Les dirigeants qui s'éloignent de l'archétype historique peuvent proposer des solutions novatrices pour résoudre des problèmes complexes et interreliés. Plus de 20 années de recherche nous apprennent que la diversité des genres est la clé de ce type d'innovation. Des études réalisées par le Conference Board du Canada dans le domaine de la gouvernance établissent un lien entre la diversité des genres et non seulement la satisfaction des employés, mais aussi l'amélioration de la gouvernance, l'innovation et les avantages économiques pour les sociétés. Des études publiées dans le Journal of Business Ethics ont révélé que la présence d'au moins 30 % de femmes à un conseil d'administration réduit la « pensée groupale », alors que les administratrices améliorent la capacité d'une société de régler des questions stratégiques complexes.
Ce que nous pouvons comprendre de ces études, c'est que l'absence de femmes aux postes de direction des STGM ne constitue pas simplement un problème pour les femmes ambitieuses; c'est aussi un facteur qui limite les succès des chercheurs et des sociétés du Canada. Autrement dit, les STGM ont besoin de femmes aux postes de direction.

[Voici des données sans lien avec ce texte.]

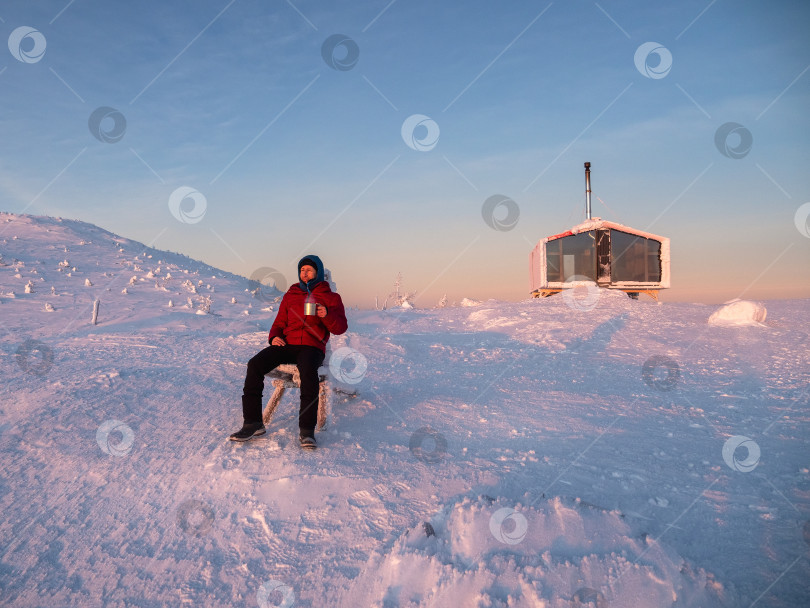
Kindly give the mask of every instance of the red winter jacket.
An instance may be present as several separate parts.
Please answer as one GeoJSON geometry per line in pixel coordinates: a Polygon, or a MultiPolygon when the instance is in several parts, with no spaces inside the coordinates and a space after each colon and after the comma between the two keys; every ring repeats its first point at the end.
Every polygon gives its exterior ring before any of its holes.
{"type": "Polygon", "coordinates": [[[329,289],[329,283],[317,283],[312,288],[312,296],[318,304],[326,307],[326,316],[304,315],[307,292],[295,283],[281,299],[268,342],[272,343],[273,338],[282,338],[287,344],[315,346],[326,352],[330,333],[340,335],[348,329],[343,300],[329,289]]]}

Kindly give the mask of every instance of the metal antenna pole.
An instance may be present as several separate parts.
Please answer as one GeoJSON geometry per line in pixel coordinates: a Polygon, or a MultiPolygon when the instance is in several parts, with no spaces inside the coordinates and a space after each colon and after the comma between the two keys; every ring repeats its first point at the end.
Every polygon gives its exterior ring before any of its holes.
{"type": "Polygon", "coordinates": [[[585,163],[585,218],[591,219],[591,163],[585,163]]]}

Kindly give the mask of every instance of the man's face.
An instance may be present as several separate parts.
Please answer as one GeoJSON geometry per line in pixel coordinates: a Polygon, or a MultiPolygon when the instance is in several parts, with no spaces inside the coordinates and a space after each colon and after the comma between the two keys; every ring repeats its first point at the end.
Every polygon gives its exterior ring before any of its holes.
{"type": "Polygon", "coordinates": [[[304,283],[308,283],[314,279],[317,274],[318,272],[312,266],[304,264],[301,266],[301,274],[299,276],[304,283]]]}

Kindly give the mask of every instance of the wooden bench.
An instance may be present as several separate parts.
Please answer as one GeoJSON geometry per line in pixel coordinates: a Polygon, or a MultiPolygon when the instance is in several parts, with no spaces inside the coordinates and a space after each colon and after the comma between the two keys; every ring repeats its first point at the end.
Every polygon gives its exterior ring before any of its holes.
{"type": "MultiPolygon", "coordinates": [[[[265,425],[270,423],[273,412],[276,411],[281,398],[284,396],[284,391],[288,388],[297,388],[299,390],[301,388],[301,376],[298,374],[298,366],[294,363],[282,363],[269,372],[266,377],[271,378],[275,390],[262,413],[262,421],[265,425]]],[[[328,368],[321,366],[318,368],[318,424],[315,427],[318,431],[325,430],[332,422],[330,394],[328,368]]]]}

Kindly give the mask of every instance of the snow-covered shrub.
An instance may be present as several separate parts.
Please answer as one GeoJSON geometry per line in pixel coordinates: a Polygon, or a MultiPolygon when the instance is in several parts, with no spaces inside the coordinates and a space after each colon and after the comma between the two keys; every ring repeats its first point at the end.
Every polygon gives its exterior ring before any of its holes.
{"type": "Polygon", "coordinates": [[[208,313],[211,312],[211,304],[212,304],[211,296],[202,296],[197,301],[197,312],[207,315],[208,313]]]}

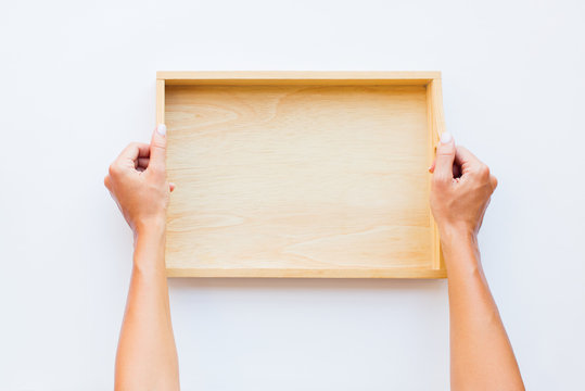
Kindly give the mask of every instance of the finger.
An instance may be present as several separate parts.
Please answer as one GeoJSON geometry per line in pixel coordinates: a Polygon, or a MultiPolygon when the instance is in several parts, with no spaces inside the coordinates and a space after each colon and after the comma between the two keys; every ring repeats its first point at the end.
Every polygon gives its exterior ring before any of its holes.
{"type": "Polygon", "coordinates": [[[498,179],[495,176],[489,175],[489,181],[492,182],[492,191],[496,190],[498,187],[498,179]]]}
{"type": "Polygon", "coordinates": [[[433,160],[433,163],[431,163],[431,165],[429,166],[429,173],[433,174],[434,171],[435,171],[435,163],[436,163],[436,159],[433,160]]]}
{"type": "Polygon", "coordinates": [[[136,160],[136,168],[147,168],[149,166],[150,157],[138,157],[136,160]]]}
{"type": "Polygon", "coordinates": [[[132,142],[128,144],[118,155],[117,161],[128,163],[133,162],[138,157],[148,157],[150,154],[150,146],[143,142],[132,142]]]}
{"type": "Polygon", "coordinates": [[[165,159],[166,159],[166,126],[164,124],[158,124],[156,129],[152,133],[152,139],[150,143],[149,169],[164,173],[165,159]]]}
{"type": "Polygon", "coordinates": [[[453,163],[455,162],[455,141],[449,133],[441,136],[436,148],[434,174],[435,180],[448,181],[453,179],[453,163]]]}

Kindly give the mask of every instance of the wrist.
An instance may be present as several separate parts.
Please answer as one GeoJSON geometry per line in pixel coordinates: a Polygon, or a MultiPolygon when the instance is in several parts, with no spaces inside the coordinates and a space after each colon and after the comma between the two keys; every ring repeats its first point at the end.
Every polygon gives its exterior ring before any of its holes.
{"type": "Polygon", "coordinates": [[[438,236],[443,244],[453,242],[474,244],[478,242],[476,232],[463,225],[438,226],[438,236]]]}
{"type": "Polygon", "coordinates": [[[166,229],[165,216],[152,216],[142,218],[135,226],[135,236],[138,238],[143,236],[164,234],[166,229]]]}

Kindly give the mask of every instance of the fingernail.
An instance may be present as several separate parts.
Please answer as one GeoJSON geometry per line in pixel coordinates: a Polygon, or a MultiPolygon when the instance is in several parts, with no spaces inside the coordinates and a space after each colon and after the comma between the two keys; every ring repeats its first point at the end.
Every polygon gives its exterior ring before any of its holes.
{"type": "Polygon", "coordinates": [[[158,133],[158,135],[165,136],[166,135],[166,125],[165,124],[158,124],[158,126],[156,127],[156,131],[158,133]]]}
{"type": "Polygon", "coordinates": [[[450,135],[450,133],[445,131],[443,133],[443,135],[441,135],[441,143],[449,143],[450,140],[453,140],[453,136],[450,135]]]}

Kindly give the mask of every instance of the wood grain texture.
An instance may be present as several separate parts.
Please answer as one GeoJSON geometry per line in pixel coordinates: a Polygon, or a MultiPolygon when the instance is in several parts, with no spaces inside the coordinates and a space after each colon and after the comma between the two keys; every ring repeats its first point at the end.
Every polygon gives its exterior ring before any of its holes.
{"type": "Polygon", "coordinates": [[[441,78],[438,72],[157,72],[156,78],[170,85],[421,85],[441,78]]]}
{"type": "Polygon", "coordinates": [[[428,85],[161,81],[169,276],[445,277],[428,85]]]}

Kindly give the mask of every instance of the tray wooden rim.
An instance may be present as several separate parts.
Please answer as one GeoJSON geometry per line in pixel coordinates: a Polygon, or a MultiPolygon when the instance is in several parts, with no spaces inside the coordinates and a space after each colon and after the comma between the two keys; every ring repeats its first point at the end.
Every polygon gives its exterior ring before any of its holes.
{"type": "MultiPolygon", "coordinates": [[[[156,124],[165,123],[165,87],[177,85],[409,85],[425,86],[430,131],[429,155],[445,130],[441,72],[436,71],[158,71],[156,72],[156,124]]],[[[271,277],[271,278],[446,278],[438,229],[433,227],[433,260],[427,267],[392,268],[166,268],[168,277],[271,277]]]]}

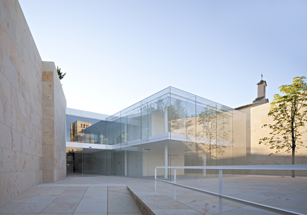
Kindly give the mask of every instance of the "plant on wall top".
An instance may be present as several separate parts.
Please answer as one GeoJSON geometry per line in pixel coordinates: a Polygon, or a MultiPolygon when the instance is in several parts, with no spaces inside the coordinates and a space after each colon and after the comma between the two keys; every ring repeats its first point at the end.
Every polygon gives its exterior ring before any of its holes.
{"type": "Polygon", "coordinates": [[[58,72],[58,75],[59,76],[59,78],[60,80],[62,80],[65,75],[66,75],[66,73],[63,74],[62,72],[61,72],[61,68],[59,68],[58,66],[56,67],[56,71],[58,72]]]}

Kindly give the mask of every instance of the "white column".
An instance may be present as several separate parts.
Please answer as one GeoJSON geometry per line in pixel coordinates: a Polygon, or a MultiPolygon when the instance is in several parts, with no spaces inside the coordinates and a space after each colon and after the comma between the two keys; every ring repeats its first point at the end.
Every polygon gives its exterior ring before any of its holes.
{"type": "MultiPolygon", "coordinates": [[[[167,152],[167,143],[164,145],[164,166],[167,166],[167,158],[168,153],[167,152]]],[[[164,168],[164,178],[167,178],[167,168],[164,168]]]]}
{"type": "Polygon", "coordinates": [[[218,170],[218,214],[222,215],[223,213],[223,199],[221,195],[223,194],[223,170],[218,170]]]}
{"type": "Polygon", "coordinates": [[[125,151],[124,154],[124,161],[125,161],[125,176],[127,175],[127,151],[125,151]]]}
{"type": "Polygon", "coordinates": [[[164,109],[164,134],[168,133],[168,117],[167,114],[167,107],[164,109]]]}
{"type": "Polygon", "coordinates": [[[124,138],[125,138],[125,142],[128,142],[127,136],[127,122],[126,122],[126,123],[125,123],[125,126],[124,127],[125,128],[125,131],[124,132],[124,138]]]}
{"type": "MultiPolygon", "coordinates": [[[[206,166],[206,153],[204,153],[204,156],[203,157],[203,166],[206,166]]],[[[206,176],[206,169],[203,169],[203,175],[204,176],[206,176]]]]}

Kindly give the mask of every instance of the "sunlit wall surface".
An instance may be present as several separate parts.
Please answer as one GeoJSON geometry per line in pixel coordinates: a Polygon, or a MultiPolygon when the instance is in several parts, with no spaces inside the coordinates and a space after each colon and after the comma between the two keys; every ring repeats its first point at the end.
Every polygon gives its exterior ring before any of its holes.
{"type": "MultiPolygon", "coordinates": [[[[73,140],[70,131],[71,142],[112,146],[111,150],[93,151],[96,161],[103,163],[95,167],[97,174],[152,178],[156,166],[246,164],[246,114],[172,87],[105,121],[87,127],[85,122],[82,123],[83,130],[73,140]]],[[[177,170],[179,179],[215,177],[216,173],[177,170]]],[[[172,172],[158,169],[158,174],[160,178],[170,179],[172,172]]]]}

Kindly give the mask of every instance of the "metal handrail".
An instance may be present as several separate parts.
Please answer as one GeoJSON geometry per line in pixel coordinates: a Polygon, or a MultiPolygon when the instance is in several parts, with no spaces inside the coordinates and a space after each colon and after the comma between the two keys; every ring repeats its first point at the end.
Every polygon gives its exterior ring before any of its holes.
{"type": "Polygon", "coordinates": [[[219,198],[218,210],[220,215],[222,214],[223,199],[237,202],[242,204],[250,206],[262,210],[283,214],[283,215],[304,215],[302,213],[297,213],[294,211],[284,210],[281,208],[272,207],[268,205],[259,204],[249,201],[243,200],[223,195],[223,169],[267,169],[267,170],[307,170],[307,164],[295,164],[295,165],[236,165],[236,166],[156,166],[155,168],[155,191],[157,191],[157,181],[162,181],[165,183],[173,184],[174,185],[174,201],[176,201],[176,186],[184,187],[198,192],[202,192],[209,195],[213,196],[219,198]],[[174,169],[174,182],[164,181],[157,178],[157,169],[170,168],[174,169]],[[209,192],[197,189],[188,186],[179,184],[176,183],[176,169],[218,169],[218,193],[209,192]]]}

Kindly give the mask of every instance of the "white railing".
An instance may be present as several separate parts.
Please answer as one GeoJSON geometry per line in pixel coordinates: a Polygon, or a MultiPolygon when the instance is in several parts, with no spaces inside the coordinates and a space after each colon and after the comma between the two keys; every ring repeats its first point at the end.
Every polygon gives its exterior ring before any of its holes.
{"type": "Polygon", "coordinates": [[[302,213],[297,213],[294,211],[284,210],[283,209],[278,208],[268,205],[256,203],[255,202],[250,202],[243,200],[223,195],[223,169],[261,169],[261,170],[307,170],[307,164],[296,164],[296,165],[242,165],[242,166],[156,166],[155,169],[155,191],[157,191],[157,181],[160,181],[174,185],[174,201],[176,201],[176,186],[186,188],[194,191],[206,193],[209,195],[213,196],[219,198],[219,214],[222,214],[223,199],[232,201],[238,203],[250,206],[263,210],[268,210],[277,213],[284,215],[296,214],[303,215],[302,213]],[[170,168],[174,169],[174,182],[173,183],[169,181],[166,181],[157,178],[157,168],[170,168]],[[200,189],[196,189],[188,186],[179,184],[176,183],[176,169],[218,169],[219,174],[219,191],[218,193],[209,192],[208,191],[203,190],[200,189]]]}

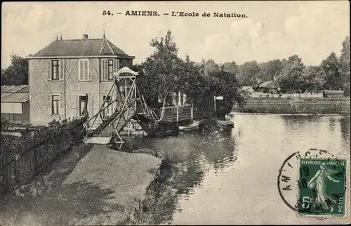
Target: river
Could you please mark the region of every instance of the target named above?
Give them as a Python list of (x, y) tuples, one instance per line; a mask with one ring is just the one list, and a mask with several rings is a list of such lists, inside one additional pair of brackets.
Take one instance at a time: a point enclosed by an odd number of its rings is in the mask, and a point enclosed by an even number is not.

Les femmes qui travaillent dans le domaine des STGM constatent que de nombreux obstacles nuisent à leur réussite. Ce sont parfois l'infrastructure et les systèmes qui les empêchent d'avancer; certains obstacles sont liés à la culture organisationnelle et d'autres, aux attitudes à l'égard des compétences des femmes dans ces domaines. Au fil du temps, les femmes fortes et leurs partisans, soutenus par le droit et les politiques publiques, ont réduit petit à petit une partie de ces obstacles.
Les comportements sociaux qui déterminaient quelles personnes pouvaient et devaient participer aux programmes de STGM ont énormément évolué. Il est désormais reconnu qu'il n'existe aucun lien direct entre le genre et les aptitudes mathématiques ou scientifiques.
Les lois en matière de droits de la personne interdisent les pratiques d'embauche discriminatoires. Si nous voulons éliminer les derniers obstacles, nous devons changer notre façon de penser et entreprendre une certaine réflexion.
La plupart des gens ne sont pas conscients des préjugés implicites qui les amènent à faire de petites suppositions sans même s'en rendre compte. C'est un obstacle important à l'avancement des femmes dans les STGM, puisque même les enseignants, les conseillers en orientation, les professeurs et les gestionnaires d'embauche les mieux intentionnés ont des partis pris implicites. Pour illustrer les effets des préjugés implicites sur l'avancement des femmes à des postes de direction, on a présenté, dans le cadre d'une étude, un CV à plusieurs professeurs de sciences et on leur a demandé d'évaluer le candidat pour un poste de directeur de laboratoire. Le candidat masculin s'est vu offrir un salaire 12 % plus élevé et plus de mentorat; il a aussi été jugé plus compétent et employable que la candidate féminine, même si tout ce qui distinguait les deux CV était le nom inscrit au début du document.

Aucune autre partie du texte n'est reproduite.